Beware of discount orcs!
At two hours, it already feels longer than The Lord of the Rings trilogy combined, mostly because you care about absolutely no one. The characters are paper-thin, the dialogue clunks along like it’s being dragged uphill, and the pacing somehow manages to crawl and sprint at the same time. Then you discover there’s a director’s cut that balloons to an ungodly two hours and forty-two minutes, which feels less like a bonus and more like a threat. When the heroic conclusion finally limps across the finish line, the overwhelming reaction is a tired shrug and the faint realization that it absolutely could have been worse. It almost was.

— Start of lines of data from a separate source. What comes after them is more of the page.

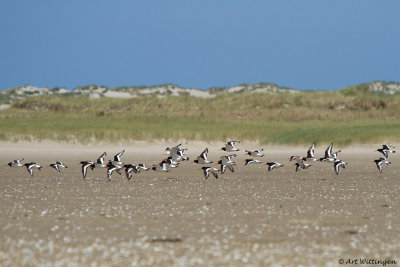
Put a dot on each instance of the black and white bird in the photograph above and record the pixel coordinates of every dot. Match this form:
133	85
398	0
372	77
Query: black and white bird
58	166
300	165
208	170
272	165
30	165
230	146
227	162
172	150
379	163
170	162
337	164
250	161
329	155
117	159
15	163
255	153
100	160
296	158
111	168
87	164
310	153
202	159
161	167
129	168
385	150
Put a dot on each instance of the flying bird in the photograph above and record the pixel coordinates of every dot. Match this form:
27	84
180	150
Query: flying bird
86	164
230	146
207	171
385	150
272	165
58	165
379	163
202	159
251	161
337	164
30	165
15	163
255	153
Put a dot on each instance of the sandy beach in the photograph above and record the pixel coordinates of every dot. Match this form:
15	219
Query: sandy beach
249	217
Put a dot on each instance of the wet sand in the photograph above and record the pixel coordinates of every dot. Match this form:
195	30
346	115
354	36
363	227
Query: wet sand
249	217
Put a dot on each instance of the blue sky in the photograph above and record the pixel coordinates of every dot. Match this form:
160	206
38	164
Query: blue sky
306	44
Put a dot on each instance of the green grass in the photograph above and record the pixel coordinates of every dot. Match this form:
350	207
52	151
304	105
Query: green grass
294	119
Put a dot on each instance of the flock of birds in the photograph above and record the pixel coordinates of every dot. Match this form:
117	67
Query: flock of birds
177	154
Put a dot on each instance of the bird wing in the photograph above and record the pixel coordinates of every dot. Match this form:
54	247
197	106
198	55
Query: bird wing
100	160
203	154
310	152
230	167
336	166
378	165
29	168
223	168
298	167
328	151
84	169
117	157
206	173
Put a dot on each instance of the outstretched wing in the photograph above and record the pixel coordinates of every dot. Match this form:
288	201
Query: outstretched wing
223	168
118	156
328	151
100	160
310	152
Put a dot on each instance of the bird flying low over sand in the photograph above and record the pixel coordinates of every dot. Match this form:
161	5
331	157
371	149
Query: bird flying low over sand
226	162
161	167
86	164
337	164
100	160
255	153
207	171
230	146
310	153
15	163
385	150
129	168
296	158
111	168
379	163
251	161
30	165
202	159
272	165
300	164
329	156
117	159
58	166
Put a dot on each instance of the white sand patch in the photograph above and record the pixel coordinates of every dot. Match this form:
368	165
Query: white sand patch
116	94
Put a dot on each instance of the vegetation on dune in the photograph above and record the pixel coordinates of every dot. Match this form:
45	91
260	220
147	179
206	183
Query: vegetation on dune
299	118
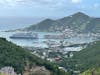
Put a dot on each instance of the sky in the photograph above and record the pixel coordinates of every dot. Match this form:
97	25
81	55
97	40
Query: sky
48	8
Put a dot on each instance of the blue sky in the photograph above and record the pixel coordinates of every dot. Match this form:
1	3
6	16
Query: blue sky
48	8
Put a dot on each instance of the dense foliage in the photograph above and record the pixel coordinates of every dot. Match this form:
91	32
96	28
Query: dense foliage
17	57
89	57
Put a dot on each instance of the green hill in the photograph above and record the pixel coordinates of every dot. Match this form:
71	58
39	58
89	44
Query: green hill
19	59
87	59
78	22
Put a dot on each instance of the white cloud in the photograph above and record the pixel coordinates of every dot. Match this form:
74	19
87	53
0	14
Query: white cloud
96	5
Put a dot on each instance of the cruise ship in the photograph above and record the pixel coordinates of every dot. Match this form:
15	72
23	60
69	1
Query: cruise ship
25	35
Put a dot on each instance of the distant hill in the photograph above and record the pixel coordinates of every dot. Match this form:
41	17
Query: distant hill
22	60
78	22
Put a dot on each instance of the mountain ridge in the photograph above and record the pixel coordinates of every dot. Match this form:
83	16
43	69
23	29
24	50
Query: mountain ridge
78	22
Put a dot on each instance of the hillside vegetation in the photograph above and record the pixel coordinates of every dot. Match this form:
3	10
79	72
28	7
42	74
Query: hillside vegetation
78	22
18	58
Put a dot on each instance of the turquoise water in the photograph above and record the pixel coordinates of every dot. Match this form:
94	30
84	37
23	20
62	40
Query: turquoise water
40	42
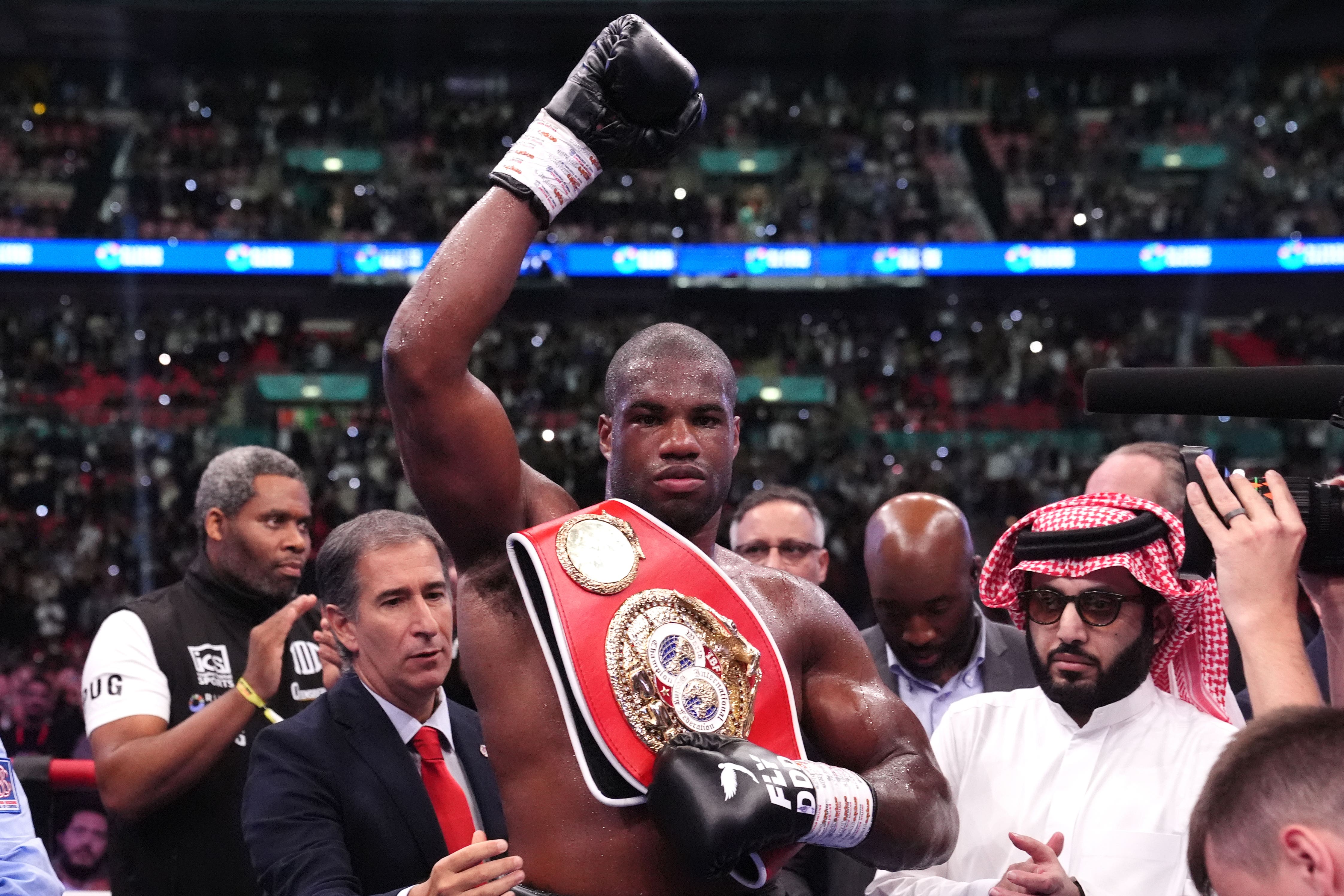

Beware of Cirque du Soleil elves!
Then there’s the cast, which looks impressive on paper and baffling in execution. Jason Statham spends most of the film looking like he’s waiting for someone to yell “cut” so he can go do a better movie. Burt Reynolds seems half-asleep, Ray Liotta chews scenery like it owes him money, and Matthew Lillard dials everything up to eleven for reasons known only to him. The only bright spot is Ron Perlman, who, as always, commits fully, delivering a performance that belongs in a much better film. It’s almost touching, like watching someone show up overdressed to a costume party.
“I’m not just good, I’m bloody Ron Perlman!”
Boll’s track record with video game adaptations is already the stuff of legend, and not the kind anyone brags about at dinner. He has an uncanny ability to take source material with built-in audiences and reshape it into something that satisfies absolutely no one, which is almost impressive in a grim, scientific way. His direction here is flat, his sense of pacing barely qualifies as a pulse, and his understanding of what makes fantasy compelling seems limited to “people in armour hitting each other.” It’s less outright incompetence and more a stubborn refusal to evolve, all wrapped up in a glossy layer of bargain-bin early 2000s CGI that somehow makes everything look cheaper than it already is.
“Assemble the CGI army!”
In conclusion, In the Name of the King is a film that aspires to greatness and lands somewhere in the general vicinity of mediocrity’s basement. It’s not the worst sword-and-sorcery film ever made, but that faint praise feels almost insulting considering the resources thrown at it. If the money had been spent on a good script and handed to a director with actual vision, you might have had something halfway decent. Instead, what you get is a bloated, joyless fantasy that exists mostly as a cautionary tale about what happens when ambition and ability never bother to meet.